WE will know who the next president of the world’s most powerful and influential country is in a matter of hours. Since the United States is seen as a trendsetter for democracy, we hope there will be a smooth transition of power with all the bitter language and ugliness on the campaign trails forgotten and buried. Americans must unite and get together as a nation to uphold the core values that make their country great so that they have the moral authority to continue leading the world for peace and prosperity.
Experienced commentators are saying that whoever is president, Americans are confident their fundamental liberties and rights will not be affected because their constitution has the mechanism of checks and balance to ensure even a maverick president can be brought under the control of Congress and the Supreme Court and also by their free media. While Washington may continue with the usual bickering between the White House and Congress on the big decisions, their democracy at state and county levels will remain strong to serve the people as there is a lot of financial autonomy at the lower levels of government to ensure that public services can go on as usual at the grassroots.
I am confident the New York stock exchange, which is the nerve centre of the American economy and a barometer for the world economy, will remain calm after the election just as it was not rattled by the 9/11 jihadist suicide attacks in 2001 which brought down the World Trade Centre buildings close by.
This brings me to the point that Malaysia too must develop its system of governance that is strong and credible in upholding the constitution and safeguarding the rights of citizens for justice, so that whatever the changes on the political front, whatever terrorist attacks or natural disasters that may happen, the country will remain as stable as a rock.

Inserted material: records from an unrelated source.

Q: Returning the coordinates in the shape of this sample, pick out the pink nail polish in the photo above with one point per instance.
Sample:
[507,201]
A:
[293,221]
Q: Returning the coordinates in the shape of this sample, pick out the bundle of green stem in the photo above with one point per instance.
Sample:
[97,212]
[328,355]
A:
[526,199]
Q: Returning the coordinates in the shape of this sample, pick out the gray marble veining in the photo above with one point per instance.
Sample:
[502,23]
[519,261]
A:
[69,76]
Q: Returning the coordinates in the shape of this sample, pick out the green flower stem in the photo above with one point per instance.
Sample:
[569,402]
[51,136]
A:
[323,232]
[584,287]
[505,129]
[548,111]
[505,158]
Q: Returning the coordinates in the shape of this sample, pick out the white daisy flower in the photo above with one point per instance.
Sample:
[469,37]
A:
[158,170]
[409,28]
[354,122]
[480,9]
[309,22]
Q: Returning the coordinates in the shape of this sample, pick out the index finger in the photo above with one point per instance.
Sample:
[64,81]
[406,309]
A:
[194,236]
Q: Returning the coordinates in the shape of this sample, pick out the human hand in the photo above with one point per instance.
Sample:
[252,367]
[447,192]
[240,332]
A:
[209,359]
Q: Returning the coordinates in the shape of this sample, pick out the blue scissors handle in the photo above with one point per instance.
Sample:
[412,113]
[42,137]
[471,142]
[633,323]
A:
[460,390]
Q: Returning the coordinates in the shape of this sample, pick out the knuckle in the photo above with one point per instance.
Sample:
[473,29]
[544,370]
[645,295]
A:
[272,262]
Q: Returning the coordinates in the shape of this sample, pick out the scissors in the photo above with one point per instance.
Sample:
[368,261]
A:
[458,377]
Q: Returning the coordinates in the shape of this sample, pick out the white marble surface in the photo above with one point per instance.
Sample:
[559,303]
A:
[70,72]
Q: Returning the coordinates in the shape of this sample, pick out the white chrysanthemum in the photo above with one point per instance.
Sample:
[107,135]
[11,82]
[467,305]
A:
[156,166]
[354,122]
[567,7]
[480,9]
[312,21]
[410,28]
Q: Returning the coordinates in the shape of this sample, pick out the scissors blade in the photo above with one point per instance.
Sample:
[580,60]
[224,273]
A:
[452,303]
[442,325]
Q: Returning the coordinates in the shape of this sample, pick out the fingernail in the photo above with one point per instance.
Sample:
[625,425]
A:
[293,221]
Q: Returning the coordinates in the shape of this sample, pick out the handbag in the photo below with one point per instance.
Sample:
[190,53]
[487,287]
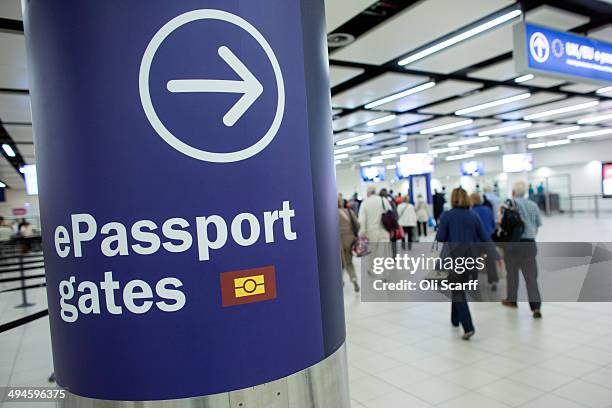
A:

As has been frequently mentioned, there are a number of reforms which are essential for strengthening the institutions of government so that they can provide stability and continuity in the life of the nation. Most important are reforms to uphold the rule of law and provide the checks and balance to curb the abuse of power by those in authority.
To achieve this, we need institutional changes to empower parliament, the judiciary, law enforcement agencies, civil service and the religious authorities to be professional, independent , free of ministerial control and not politicised. At the people level, they too need to be empowered by granting them their human rights including freedom of speech so that civil society can play its role as the public conscience for clean and responsible government. Financial and administrative autonomy to the state governments will strengthen the democratic system at the primary levels and enable public administration to function smoothly whatever the political logjams at the central government.
Malaysians can learn from the experiences of developed countries that good democracies are resilient to the surprises and tragedies that can happen and strike at any time and deal with them in an orderly manner. This is because of the inclusiveness of their governance system, professional integrity of their institutions, partnership with their civil society and the free media, and tolerance for diversity in opinions – all of which create the enabling environment for finding solutions to problems in a peaceful and civilised manner.